1910 kehrte Mann nach Großbritannien zurück. Am Tag seiner Ankunft säumten tausende Menschen das Royal Victoria Dock in London bzw. liefen neben dem Schiff mit Mann an Bord am Ufer mit[4], was das Urteil von Sidney und Beatrice Webb, Mann sei „eine der anziehendsten Figuren in der Bewegung des Neuen Unionismus“ zu bestätigen schien.[5] Nach seiner Rückkehr verfasste Mann die Schrift „The Way to Win“, die die These aufstellte, dass der Sozialismus nur durch gewerkschaftliche Arbeit erreicht werden könne und die parlamentarische Demokratie die Korruption in sich trägt. Die Schrift entstand unter dem Eindruck des großen Labour Unrest im Großbritannien der Vorkriegszeit, welcher von anarchosyndikalistischen Ideen stark beeinflusst war. 1911 leitete Mann den Streik der Verkehrsbetriebe in Liverpool, 1912 wurde er verhaftet, da er in der anarchosyndikalistischen Zeitung The Syndicalist einen offenen Brief an britische Soldaten veröffentlicht hatte, der sie dazu aufrief, den Befehl zu verweigern, wenn sie auf streikende Arbeiter schießen sollen.[6] Die Zeit war geprägt von heftigeren Auseinandersetzungen zwischen der Arbeiterbewegung und dem britischen Staat. Manns Inhaftierung wurde nach öffentlichen Protesten wieder aufgehoben. Nach Ausbruch des Ersten Weltkrieges gehörte Mann aus religiösen Gründen und als überzeugter Sozialist zu den Kriegsgegnern in der britischen Arbeiterbewegung und organisierte pazifistische Demonstrationen und Kundgebungen. 1917 trat er der British Socialist Party, der Nachfolgerin der SDF bei. Die BSP hatte sich im Jahr zuvor der Labour Party angeschlossen.

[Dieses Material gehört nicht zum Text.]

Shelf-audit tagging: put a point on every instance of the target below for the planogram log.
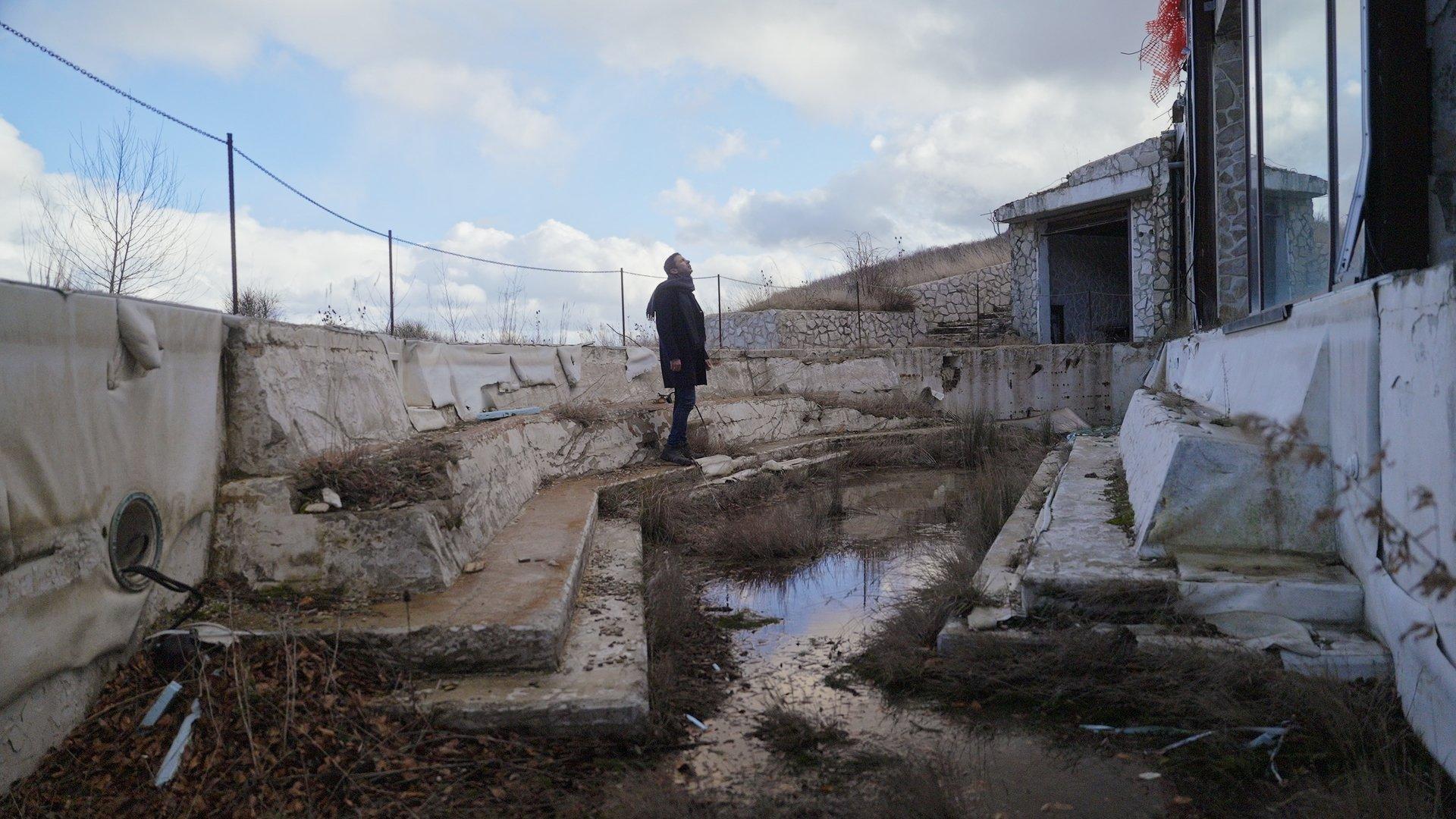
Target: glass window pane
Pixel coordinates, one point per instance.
(1350, 115)
(1294, 203)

Späte Jahre[Bearbeiten | Quelltext bearbeiten]

1919 bewarb sich Mann noch einmal erfolgreich für das Amt des Vorsitzenden der Amalgamated Society of Engineers. Bis zu seinem Ruhestand im Alter von 65 Jahren 1921 behielt er diesen Posten. 1917 begrüßte er die Oktoberrevolution in Russland und die revolutionäre Regierung. Er setzte sich auch für die Errichtung von Sowjets (Räten) im Vereinigten Königreich als Legislativorgane ein. Wie viele andere ehemalige Mitglieder der British Socialist Party gründete Mann unter dem Eindruck der Russischen Revolution 1920 die Communist Party of Great Britain. Mann wurde Vorsitzender der britischen Sektion der Roten Gewerkschaftsinternationale.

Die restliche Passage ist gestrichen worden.